What is the European Union (EU)?

The EU is an economic and political union of 27 Member States, and was known as the European Economic Community until 1993. With a population of almost 500 million, the EU generates an estimated 30% share of the World’s gross product.

What is the European Economic Community (EC)?

This was the forerunner of the EU until 1993 when the Treaty of Maastricht was approved by the Member States. The EEC was created in 1957 to bring about economic integration (including a single market) between Belgium, France, Germany, Italy, Luxembourg and the Netherlands. It later expanded to include Ireland in 1973.

What is the High Representative for Common Foreign and Security Policy?

This is the main coordinator of the Common Foreign and Security Policy within the European Union. The position is currently held by Javier Solana and is based in the General Secretariat of the Council of the European Union.

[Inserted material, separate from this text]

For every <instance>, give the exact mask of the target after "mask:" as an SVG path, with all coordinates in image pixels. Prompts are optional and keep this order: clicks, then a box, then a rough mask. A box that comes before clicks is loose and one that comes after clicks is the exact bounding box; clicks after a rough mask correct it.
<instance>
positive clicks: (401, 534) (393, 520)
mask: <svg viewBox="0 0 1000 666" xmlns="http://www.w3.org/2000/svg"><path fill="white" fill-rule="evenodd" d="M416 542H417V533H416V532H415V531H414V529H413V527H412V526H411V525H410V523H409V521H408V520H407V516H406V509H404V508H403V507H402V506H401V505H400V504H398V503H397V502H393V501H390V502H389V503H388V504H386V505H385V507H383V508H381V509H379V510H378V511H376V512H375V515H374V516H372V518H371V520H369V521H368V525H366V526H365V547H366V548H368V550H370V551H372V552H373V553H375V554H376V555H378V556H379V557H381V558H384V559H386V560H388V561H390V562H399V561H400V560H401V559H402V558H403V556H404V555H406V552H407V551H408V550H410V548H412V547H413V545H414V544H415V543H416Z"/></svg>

The post was introduced by the Treaty of Amsterdam and its holder, together with the national Foreign Minister holding the Presidency of the Council of the European Union, represents the council of Foreign Ministers of the Union. The Clinton administration claimed in May 2000 that Solana was the fulfillment of Henry Kissinger’s desire to have a phone number to talk to Europe (‘Who do I call if I want to call Europe?’- Henry Kissinger).

What is an MEP

An MEP is a member of the European Parliament. Ireland elects 12 MEP's.

What is a Commissioner?

A Commissioner is a member of the European Commission. There are 27 of these, and if Lisbon is passed each State will keep the right to appoint a Commissioner.

What is the President of the Council?

This person acts as a chairperson for the work of the European Council. Currently, Prime Ministers take in turn to chair for six months at a time. It is proposed instead that they choose someone for a two and a half year period to prepare and chair their meetings. That person will have no autonomous decision-making power.

What is the Secretary-General of the European Commission?

This is the most senior civil servant in the European Commission. The current and previous holders of this position are both Irish.

What is Subsidiarity?

This is a principle of EU law, which is that actions should only be taken by the EU in areas where action by individual Member States is not enough to deal with the issue, and that in general decisions should be taken at the most effective level.

What is Shared Competence?

This is where the EU’s responsibilities and scope of authority on certain issues are shared with the Member States, including transport, energy and agriculture.